At length, however, perceiving that the tranquillity continued, they no longer deemed it rash to make a reconnoissance; and for this purpose Walt Wilder crawled out upon the ledge and looked upward. A feeling of surprise, mingled with apprehension, at once seized upon him.

“Kin it be night?” he asked, whispering the words back into the grotto.

“Not yet, I should think?” answered Hamersley. “The fight was begun before daybreak. The day can’t all have passed yet. But why do you ask, Walt?”

“Because thar’s no light comin’ from above. Whar’s the bit o’ blue sky we seed? Thar ain’t the breadth o’ a hand visible. It can’t a be the smoke as hides it. That seems most cleared off. Darned if I can see a steim o’ the sky. ’Bove as below, everything’s as black as the ten o’ spades. What kin it mean?”

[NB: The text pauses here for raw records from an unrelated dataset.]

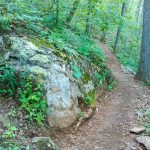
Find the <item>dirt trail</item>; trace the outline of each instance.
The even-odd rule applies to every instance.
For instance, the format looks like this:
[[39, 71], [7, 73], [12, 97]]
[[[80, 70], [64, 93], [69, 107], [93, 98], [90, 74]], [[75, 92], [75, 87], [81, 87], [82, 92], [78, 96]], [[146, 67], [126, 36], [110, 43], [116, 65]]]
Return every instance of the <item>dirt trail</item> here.
[[106, 45], [100, 47], [108, 58], [107, 66], [118, 80], [117, 89], [99, 100], [96, 114], [77, 131], [69, 130], [57, 137], [62, 150], [130, 150], [138, 146], [129, 129], [141, 124], [136, 112], [150, 91], [134, 81], [133, 75], [122, 72]]

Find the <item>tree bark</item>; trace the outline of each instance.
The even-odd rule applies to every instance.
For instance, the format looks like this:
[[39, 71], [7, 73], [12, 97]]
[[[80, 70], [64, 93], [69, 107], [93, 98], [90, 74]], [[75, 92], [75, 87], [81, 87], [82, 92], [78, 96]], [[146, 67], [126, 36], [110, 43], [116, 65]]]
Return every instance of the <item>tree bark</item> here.
[[138, 2], [138, 6], [135, 12], [135, 18], [136, 18], [136, 22], [139, 22], [139, 15], [140, 15], [140, 11], [141, 11], [141, 6], [142, 6], [142, 0], [139, 0]]
[[141, 58], [136, 79], [150, 81], [150, 0], [144, 1]]

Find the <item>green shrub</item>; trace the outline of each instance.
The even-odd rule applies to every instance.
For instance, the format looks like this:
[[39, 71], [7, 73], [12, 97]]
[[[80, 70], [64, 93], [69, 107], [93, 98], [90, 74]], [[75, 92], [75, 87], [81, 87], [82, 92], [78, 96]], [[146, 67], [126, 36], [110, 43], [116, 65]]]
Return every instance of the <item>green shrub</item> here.
[[[56, 44], [60, 50], [65, 50], [67, 45], [71, 45], [78, 53], [84, 57], [98, 57], [104, 59], [103, 51], [98, 48], [95, 42], [87, 35], [78, 34], [70, 29], [62, 28], [51, 31], [49, 41]], [[96, 61], [96, 60], [95, 60]]]
[[2, 95], [13, 96], [18, 87], [17, 75], [13, 67], [4, 65], [0, 67], [0, 93]]
[[27, 118], [31, 121], [35, 120], [38, 124], [42, 124], [45, 120], [46, 100], [43, 98], [42, 84], [34, 84], [31, 78], [28, 78], [26, 84], [20, 91], [19, 101], [21, 107], [26, 110]]
[[9, 125], [6, 132], [3, 134], [3, 137], [5, 138], [15, 138], [16, 134], [15, 131], [17, 128], [15, 126]]
[[22, 109], [26, 110], [27, 118], [42, 124], [47, 109], [42, 84], [29, 78], [27, 72], [18, 74], [12, 66], [0, 67], [0, 94], [19, 99]]
[[10, 30], [10, 21], [5, 16], [0, 16], [0, 31]]
[[89, 106], [95, 105], [95, 94], [94, 91], [90, 91], [84, 95], [84, 103]]

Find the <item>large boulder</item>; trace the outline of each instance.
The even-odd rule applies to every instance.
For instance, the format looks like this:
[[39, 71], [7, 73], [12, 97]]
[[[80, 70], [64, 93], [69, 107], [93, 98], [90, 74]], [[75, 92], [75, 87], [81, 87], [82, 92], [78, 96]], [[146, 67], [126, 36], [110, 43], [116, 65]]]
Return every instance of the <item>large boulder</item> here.
[[[37, 47], [27, 38], [0, 36], [0, 43], [0, 64], [7, 60], [17, 71], [29, 70], [44, 84], [50, 126], [71, 125], [79, 112], [78, 97], [84, 94], [79, 90], [70, 66], [54, 55], [52, 48]], [[83, 86], [86, 92], [93, 87], [92, 83]]]

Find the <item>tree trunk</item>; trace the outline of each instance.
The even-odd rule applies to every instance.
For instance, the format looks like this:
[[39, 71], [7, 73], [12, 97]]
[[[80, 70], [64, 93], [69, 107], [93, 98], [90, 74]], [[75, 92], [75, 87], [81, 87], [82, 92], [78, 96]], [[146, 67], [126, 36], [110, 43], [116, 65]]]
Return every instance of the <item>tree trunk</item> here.
[[70, 11], [68, 17], [66, 18], [66, 24], [67, 24], [67, 25], [69, 25], [69, 23], [71, 22], [71, 20], [72, 20], [72, 18], [73, 18], [73, 16], [74, 16], [74, 14], [75, 14], [75, 12], [76, 12], [76, 10], [77, 10], [79, 4], [80, 4], [80, 0], [76, 0], [76, 1], [73, 3], [73, 8], [71, 9], [71, 11]]
[[56, 0], [56, 25], [59, 22], [59, 0]]
[[113, 52], [116, 52], [116, 48], [117, 48], [119, 37], [120, 37], [120, 30], [121, 30], [121, 27], [119, 27], [118, 30], [117, 30], [117, 35], [116, 35], [116, 40], [115, 40], [115, 45], [114, 45]]
[[[123, 2], [123, 4], [122, 4], [122, 10], [121, 10], [121, 16], [122, 16], [122, 17], [124, 17], [125, 12], [126, 12], [126, 10], [127, 10], [126, 5], [127, 5], [127, 1], [126, 1], [126, 2]], [[118, 28], [118, 30], [117, 30], [115, 45], [114, 45], [114, 49], [113, 49], [114, 52], [116, 51], [116, 48], [117, 48], [117, 45], [118, 45], [118, 41], [119, 41], [119, 37], [120, 37], [120, 32], [121, 32], [121, 26], [119, 26], [119, 28]]]
[[144, 1], [141, 58], [136, 78], [150, 81], [150, 0]]
[[85, 29], [85, 32], [88, 35], [90, 34], [90, 22], [91, 22], [91, 0], [88, 0], [88, 13], [87, 13], [86, 29]]
[[101, 42], [103, 42], [103, 43], [105, 43], [106, 34], [107, 34], [106, 31], [103, 31], [103, 32], [102, 32], [102, 35], [101, 35], [100, 40], [101, 40]]

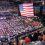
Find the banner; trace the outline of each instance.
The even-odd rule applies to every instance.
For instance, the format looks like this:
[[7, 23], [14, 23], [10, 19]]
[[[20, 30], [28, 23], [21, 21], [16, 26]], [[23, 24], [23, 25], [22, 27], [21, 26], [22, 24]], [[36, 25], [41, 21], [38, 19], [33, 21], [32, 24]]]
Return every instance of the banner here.
[[23, 3], [19, 5], [21, 16], [33, 17], [33, 3]]

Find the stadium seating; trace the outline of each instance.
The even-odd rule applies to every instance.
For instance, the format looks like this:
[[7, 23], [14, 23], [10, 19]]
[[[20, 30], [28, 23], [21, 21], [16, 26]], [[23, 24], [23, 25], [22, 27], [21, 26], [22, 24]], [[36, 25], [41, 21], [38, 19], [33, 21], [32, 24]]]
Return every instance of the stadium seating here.
[[13, 16], [8, 18], [10, 19], [4, 19], [4, 17], [0, 19], [0, 37], [18, 35], [18, 33], [34, 30], [36, 26], [38, 28], [42, 26], [40, 22], [39, 25], [33, 26], [32, 22], [34, 20], [27, 17]]

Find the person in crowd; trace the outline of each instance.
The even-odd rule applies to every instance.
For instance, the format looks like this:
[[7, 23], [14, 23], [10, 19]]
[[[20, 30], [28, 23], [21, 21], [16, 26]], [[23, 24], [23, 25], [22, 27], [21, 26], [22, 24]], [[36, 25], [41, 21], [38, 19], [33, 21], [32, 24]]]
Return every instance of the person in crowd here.
[[38, 36], [38, 41], [42, 41], [42, 39], [43, 39], [42, 36], [43, 36], [42, 34], [40, 34], [40, 35]]
[[33, 35], [33, 41], [38, 41], [38, 36], [41, 36], [41, 33], [40, 31], [36, 31], [34, 32], [34, 35]]
[[31, 39], [31, 41], [33, 41], [32, 34], [29, 34], [29, 36], [28, 36], [28, 37]]
[[29, 45], [31, 42], [31, 39], [29, 37], [25, 37], [23, 45]]
[[23, 42], [24, 42], [23, 37], [20, 37], [20, 39], [19, 39], [19, 45], [23, 45]]
[[43, 41], [45, 41], [45, 30], [43, 31]]
[[37, 41], [37, 40], [38, 40], [38, 34], [37, 32], [35, 32], [33, 35], [33, 41]]
[[45, 30], [43, 31], [43, 36], [42, 36], [43, 40], [40, 42], [35, 43], [35, 45], [45, 45]]
[[39, 36], [39, 35], [42, 35], [39, 30], [37, 31], [37, 34], [38, 34], [38, 36]]

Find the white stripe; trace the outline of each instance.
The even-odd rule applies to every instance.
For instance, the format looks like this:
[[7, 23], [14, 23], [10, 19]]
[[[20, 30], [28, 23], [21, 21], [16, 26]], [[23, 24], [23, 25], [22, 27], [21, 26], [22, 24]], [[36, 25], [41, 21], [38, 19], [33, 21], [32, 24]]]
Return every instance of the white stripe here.
[[33, 12], [33, 10], [23, 10], [23, 11], [26, 11], [26, 12]]
[[31, 4], [23, 4], [23, 6], [32, 6], [33, 5], [33, 3], [31, 3]]
[[30, 17], [32, 17], [32, 16], [34, 16], [34, 15], [22, 15], [22, 16], [30, 16]]
[[31, 13], [30, 13], [30, 14], [27, 14], [27, 13], [21, 13], [21, 14], [26, 14], [26, 15], [34, 15], [33, 13], [32, 13], [32, 14], [31, 14]]
[[23, 10], [23, 11], [20, 11], [20, 12], [25, 12], [25, 11]]
[[25, 11], [25, 12], [21, 12], [21, 13], [27, 13], [27, 14], [34, 14], [34, 12], [27, 12], [27, 11]]
[[33, 9], [23, 9], [23, 10], [24, 10], [24, 11], [25, 11], [25, 10], [26, 10], [26, 11], [31, 11], [31, 10], [33, 11]]
[[20, 11], [20, 12], [24, 12], [24, 13], [25, 13], [25, 12], [33, 12], [33, 11], [32, 11], [32, 10], [31, 10], [31, 11], [26, 11], [26, 10], [25, 10], [25, 11]]
[[23, 10], [23, 11], [32, 12], [33, 10], [30, 9], [30, 10]]
[[24, 12], [24, 13], [25, 13], [25, 11], [20, 11], [20, 12], [21, 12], [21, 13], [22, 13], [22, 12]]
[[24, 12], [33, 12], [33, 10], [30, 10], [30, 11], [26, 11], [26, 10], [24, 10]]
[[33, 13], [26, 13], [26, 14], [33, 14]]
[[21, 12], [23, 14], [34, 14], [34, 12]]
[[23, 13], [21, 13], [21, 14], [22, 14], [22, 15], [26, 15], [26, 16], [27, 16], [27, 15], [33, 15], [33, 16], [34, 16], [34, 14], [23, 14]]
[[21, 12], [21, 13], [34, 13], [34, 12], [27, 12], [27, 11], [25, 11], [25, 12]]
[[21, 13], [21, 14], [26, 14], [26, 13]]
[[33, 12], [26, 12], [26, 13], [29, 13], [30, 14], [30, 13], [33, 13]]

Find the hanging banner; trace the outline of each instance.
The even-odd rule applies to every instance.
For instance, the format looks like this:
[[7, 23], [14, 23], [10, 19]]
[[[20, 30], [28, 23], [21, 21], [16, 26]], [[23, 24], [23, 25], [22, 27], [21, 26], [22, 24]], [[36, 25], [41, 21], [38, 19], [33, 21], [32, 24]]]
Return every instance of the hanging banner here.
[[19, 5], [21, 16], [33, 17], [33, 3], [23, 3]]

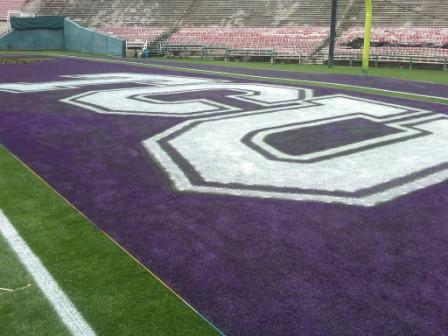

Without waiting a reply, or staying for his companion to come out upon the ledge, Wilder rose to his feet, and, grasping the projecting points above his head, commenced swarming up the shaft, in a similar manner as that by which he had made the descent.

Hamersley, who by this time had crept out of the grotto, stood upon the ledge listening.

He could hear his comrade as he scrambled up; the rasping of his feet against the rocks, and his stentorian breathing.

At length Walt appeared to have reached the top, when Hamersley heard words that sent a thrill of horror throughout his whole frame.

“Oh!” cried the guide, in his surprise, forgetting to subdue the tone of his voice, “they’ve built us up! Thar’s a stone over the mouth o’ the hole – shettin’ it like a pot lid. A stone – a rock that no mortal ked move. Frank Hamersley, it’s all over wi’ us; we’re buried alive!”